Verkehrshindernis Deutschland
Die Bundesrepublik kommt vertraglichen Pflichten beim Ausbau internationaler Schienenverbindungen nur langsam nach
- Für eine klimafreundliche Mobilität gilt die Bahn als unverzichtbar – sowohl der Personenals auch der Güterverkehr. Doch bei wichtigen Ausbauprojekten hinkt Deutschland um Jahre, wenn nicht Jahrzehnte, hinterher. Besonders deutlich wird dies bei der Zusammenarbeit mit der Schweiz.
Einen Monat vor der Bundestagswahl verkündete Verkehrsminister Andreas Scheuer (CSU) noch einmal eine Erfolgsnachricht: Deutschland und die Schweiz unterzeichneten Ende August einen Vertrag zur Stärkung des Bahnverkehrs. Mehr Tagesund Nachtzugverbindungen im Fernverkehr, ein vertaktetes Fahrplankonzept, Zusammenarbeit bei Forschung und Digitalisierung – die Pressemitteilung aus Berlin zeichnete ein Bild harmonischer Kooperation. „Die Schiene nach vorne zu bringen kostet Kraft“, teilte Scheuer mit. „Umso mehr wissen wir die Zusammenarbeit mit der Schweiz zu schätzen.“
Ob auch die Schweizer die Zusammenarbeit mit Deutschland schätzen, steht auf einem anderen Blatt. Die Pressemitteilung, die Scheuers Schweizer Amtskollegin Simonetta Sommaruga zum selben Anlass herausgegeben hat, klingt etwas anders. Zwar spricht auch die Berner Sozialdemokratin von mehr Nacht- und Regionalzügen. Vor allem aber hält sie fest: „Deutschland bestätigt, sich auch weiterhin dafür einzusetzen, dass die Leistungsfähigkeit der nördlichen Zulaufstrecken zur NEAT gesteigert wird.“NEAT steht für die Neue Eisenbahn-Alpentransversale, ein Schweizer Mammutprojekt zur Verlagerung des Verkehrs über die Alpen von der Straße auf die Schiene. Beim Ausbau der Kapazitäten auf den Zulaufstrecken ist die Schweiz aber auf die Kooperation der Italiener und der Deutschen angewiesen. Aber vor allem die Deutschen liefern viel zu langsam.
Vor 25 Jahren haben Deutschland und die Schweiz den Vertrag von Lugano geschlossen. Darin war festgehalten worden, dass die Schweiz die Hauptstrecken durch die Alpen inklusive Gotthard-, Lötschberg- und Ceneribasistunnel ausbaut, während
Deutschland sich um die Zulaufstrecken von Norden kümmert.
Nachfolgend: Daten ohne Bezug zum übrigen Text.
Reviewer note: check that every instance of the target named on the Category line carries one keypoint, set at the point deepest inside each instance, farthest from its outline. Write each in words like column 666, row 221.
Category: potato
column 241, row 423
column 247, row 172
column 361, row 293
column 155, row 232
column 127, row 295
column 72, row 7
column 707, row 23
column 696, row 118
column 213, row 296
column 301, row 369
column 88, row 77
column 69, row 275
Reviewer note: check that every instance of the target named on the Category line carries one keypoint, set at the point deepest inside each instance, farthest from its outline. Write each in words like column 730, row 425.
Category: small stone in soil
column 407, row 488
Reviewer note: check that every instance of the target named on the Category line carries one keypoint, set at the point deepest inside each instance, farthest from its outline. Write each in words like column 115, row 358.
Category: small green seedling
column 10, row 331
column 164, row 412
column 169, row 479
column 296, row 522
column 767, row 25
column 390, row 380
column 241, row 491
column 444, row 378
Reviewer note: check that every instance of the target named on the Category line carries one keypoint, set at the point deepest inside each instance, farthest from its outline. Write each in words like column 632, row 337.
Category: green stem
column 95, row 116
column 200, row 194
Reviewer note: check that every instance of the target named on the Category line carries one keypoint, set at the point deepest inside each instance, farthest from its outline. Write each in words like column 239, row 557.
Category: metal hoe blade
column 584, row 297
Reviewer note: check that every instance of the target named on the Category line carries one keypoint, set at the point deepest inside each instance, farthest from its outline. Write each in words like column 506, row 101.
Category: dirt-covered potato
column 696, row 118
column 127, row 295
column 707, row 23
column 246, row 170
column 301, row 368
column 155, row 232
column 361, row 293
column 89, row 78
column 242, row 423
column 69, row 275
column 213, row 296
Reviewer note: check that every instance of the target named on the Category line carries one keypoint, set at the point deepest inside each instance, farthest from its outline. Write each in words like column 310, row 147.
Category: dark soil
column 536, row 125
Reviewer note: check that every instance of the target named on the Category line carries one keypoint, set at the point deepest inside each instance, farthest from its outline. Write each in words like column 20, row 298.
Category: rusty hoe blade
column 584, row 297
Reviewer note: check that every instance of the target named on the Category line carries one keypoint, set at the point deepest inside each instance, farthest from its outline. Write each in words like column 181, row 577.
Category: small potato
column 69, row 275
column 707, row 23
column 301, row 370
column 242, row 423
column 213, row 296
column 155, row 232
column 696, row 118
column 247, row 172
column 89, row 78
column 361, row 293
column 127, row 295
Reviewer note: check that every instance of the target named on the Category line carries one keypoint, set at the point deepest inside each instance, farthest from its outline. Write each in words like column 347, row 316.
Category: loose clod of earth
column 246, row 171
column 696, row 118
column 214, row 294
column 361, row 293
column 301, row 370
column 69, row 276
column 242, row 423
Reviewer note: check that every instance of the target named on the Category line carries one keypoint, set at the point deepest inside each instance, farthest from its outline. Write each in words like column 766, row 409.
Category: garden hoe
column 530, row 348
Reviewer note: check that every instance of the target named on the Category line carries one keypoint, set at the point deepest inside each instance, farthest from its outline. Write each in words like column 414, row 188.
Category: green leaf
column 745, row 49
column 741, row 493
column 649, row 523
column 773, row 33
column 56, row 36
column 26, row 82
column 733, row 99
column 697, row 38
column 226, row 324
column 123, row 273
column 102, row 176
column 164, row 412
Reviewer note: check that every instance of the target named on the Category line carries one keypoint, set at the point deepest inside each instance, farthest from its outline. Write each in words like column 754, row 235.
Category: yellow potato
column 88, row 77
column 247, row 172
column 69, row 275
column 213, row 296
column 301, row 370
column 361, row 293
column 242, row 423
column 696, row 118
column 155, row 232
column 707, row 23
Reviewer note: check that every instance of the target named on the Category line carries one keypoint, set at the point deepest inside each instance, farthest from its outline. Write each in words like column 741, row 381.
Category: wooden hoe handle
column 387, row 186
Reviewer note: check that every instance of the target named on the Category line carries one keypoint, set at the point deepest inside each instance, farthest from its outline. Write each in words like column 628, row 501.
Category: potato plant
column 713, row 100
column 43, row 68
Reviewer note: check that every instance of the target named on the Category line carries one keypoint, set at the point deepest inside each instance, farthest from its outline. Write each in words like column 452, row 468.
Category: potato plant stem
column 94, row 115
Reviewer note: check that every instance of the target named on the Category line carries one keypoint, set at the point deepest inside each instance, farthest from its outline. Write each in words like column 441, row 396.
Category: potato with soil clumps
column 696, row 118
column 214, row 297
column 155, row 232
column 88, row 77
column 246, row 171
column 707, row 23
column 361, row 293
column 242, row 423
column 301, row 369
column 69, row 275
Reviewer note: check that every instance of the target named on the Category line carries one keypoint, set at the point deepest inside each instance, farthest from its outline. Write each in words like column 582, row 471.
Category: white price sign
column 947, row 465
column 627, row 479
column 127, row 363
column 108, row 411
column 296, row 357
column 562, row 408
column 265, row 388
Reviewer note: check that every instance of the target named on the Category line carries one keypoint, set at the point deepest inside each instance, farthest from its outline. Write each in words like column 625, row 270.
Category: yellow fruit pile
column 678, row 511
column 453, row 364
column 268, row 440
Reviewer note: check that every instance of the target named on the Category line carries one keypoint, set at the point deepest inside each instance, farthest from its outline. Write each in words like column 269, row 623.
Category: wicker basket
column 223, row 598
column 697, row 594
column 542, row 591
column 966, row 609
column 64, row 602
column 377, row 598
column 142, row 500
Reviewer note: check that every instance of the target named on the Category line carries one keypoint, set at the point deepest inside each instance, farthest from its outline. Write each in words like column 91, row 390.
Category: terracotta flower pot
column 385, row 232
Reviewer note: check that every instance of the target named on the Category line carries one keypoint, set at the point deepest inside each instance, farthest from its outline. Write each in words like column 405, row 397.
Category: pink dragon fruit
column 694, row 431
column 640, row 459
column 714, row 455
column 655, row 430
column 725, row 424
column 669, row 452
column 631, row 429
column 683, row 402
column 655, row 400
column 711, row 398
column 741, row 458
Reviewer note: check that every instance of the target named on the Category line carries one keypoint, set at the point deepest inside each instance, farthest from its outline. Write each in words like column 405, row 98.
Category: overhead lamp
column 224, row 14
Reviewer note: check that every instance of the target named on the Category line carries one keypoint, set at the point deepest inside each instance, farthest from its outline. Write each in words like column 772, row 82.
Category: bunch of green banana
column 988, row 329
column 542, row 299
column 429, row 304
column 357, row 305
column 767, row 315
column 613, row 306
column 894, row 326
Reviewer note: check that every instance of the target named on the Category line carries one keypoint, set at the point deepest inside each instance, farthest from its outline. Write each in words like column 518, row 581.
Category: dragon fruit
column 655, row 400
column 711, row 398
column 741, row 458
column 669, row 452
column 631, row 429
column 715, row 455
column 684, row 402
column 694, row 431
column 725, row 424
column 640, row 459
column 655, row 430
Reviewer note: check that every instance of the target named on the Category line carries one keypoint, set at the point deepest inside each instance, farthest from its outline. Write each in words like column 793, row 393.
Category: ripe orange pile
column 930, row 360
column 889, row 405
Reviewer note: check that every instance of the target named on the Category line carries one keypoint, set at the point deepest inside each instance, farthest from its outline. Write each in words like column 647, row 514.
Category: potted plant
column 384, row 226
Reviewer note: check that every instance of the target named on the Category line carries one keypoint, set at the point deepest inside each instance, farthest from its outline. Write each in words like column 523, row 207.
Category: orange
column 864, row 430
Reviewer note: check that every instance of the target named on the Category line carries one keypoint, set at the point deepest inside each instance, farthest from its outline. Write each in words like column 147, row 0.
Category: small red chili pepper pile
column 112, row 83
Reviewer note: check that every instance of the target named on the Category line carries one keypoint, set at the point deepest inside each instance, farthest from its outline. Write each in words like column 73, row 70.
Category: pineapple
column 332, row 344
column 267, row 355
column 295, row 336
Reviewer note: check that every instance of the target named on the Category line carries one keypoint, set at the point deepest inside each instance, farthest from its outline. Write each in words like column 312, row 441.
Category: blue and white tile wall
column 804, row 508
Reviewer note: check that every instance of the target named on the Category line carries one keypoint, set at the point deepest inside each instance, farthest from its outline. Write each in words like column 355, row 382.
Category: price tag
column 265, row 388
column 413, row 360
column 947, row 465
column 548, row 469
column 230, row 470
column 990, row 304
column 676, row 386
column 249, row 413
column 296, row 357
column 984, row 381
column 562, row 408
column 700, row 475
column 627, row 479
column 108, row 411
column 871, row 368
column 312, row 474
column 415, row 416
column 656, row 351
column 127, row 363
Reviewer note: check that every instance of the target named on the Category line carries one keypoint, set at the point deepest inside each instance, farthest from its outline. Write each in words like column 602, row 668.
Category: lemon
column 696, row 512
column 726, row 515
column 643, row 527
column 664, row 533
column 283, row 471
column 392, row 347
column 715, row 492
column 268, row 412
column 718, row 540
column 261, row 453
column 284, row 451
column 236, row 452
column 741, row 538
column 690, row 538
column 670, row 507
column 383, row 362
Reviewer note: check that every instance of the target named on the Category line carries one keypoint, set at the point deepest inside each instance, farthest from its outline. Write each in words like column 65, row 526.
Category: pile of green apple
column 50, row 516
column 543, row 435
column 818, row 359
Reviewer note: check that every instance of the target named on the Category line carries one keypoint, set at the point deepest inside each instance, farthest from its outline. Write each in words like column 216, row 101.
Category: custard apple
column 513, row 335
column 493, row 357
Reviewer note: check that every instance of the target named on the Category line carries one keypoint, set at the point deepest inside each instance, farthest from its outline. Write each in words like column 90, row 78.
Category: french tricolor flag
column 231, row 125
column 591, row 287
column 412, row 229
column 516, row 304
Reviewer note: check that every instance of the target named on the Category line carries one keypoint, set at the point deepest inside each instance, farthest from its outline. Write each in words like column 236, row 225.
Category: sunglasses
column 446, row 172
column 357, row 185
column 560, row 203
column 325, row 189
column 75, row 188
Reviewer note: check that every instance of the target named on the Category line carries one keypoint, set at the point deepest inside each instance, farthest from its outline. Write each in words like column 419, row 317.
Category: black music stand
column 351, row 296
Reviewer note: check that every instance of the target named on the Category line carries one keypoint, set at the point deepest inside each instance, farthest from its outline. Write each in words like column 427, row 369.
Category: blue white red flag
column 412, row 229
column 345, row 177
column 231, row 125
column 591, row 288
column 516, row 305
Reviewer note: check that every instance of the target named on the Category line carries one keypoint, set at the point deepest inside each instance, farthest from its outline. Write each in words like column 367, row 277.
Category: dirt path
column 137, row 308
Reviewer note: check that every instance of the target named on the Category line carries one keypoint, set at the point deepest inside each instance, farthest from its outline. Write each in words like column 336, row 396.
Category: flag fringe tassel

Das betrifft vor allem die Rheintalbahn (Karlsruhe-Basel), die als Teil der Strecke Rotterdam-Genua eine der wichtigsten Nord-Süd-Achsen im europäischen Güterverkehr darstellt. Außerdem sollte auf der Gäubahn (Stuttgart-Singen-Zürich) und auf der Allgäubahn (München-Lindau-Zürich) die Reisezeit verkürzt werden.
Das Ergebnis hat Baden-Württembergs Verkehrsminister Winfried Hermann (Grüne) kürzlich auf einer Konferenz von Verkehrswissenschaftlern an der Zeppelin-Universität Friedrichshafen so zusammengefasst: „Die Schweizer haben drei große, teure Tunnel gebaut, die sind jetzt fertig. Wir sollten die Bahn im Rheintal ausbauen und haben nur ein Drittel geschafft. Es ist geradezu peinlich, dass Deutschland so wenig getan hat in diesem Bereich.“Das im August von Scheuer und Sommaruga geschlossene Abkommen ist praktisch das Folgeabkommen für den Vertrag von Lugano. Nötig wurde es wegen des deutschen Bummelzugtempos.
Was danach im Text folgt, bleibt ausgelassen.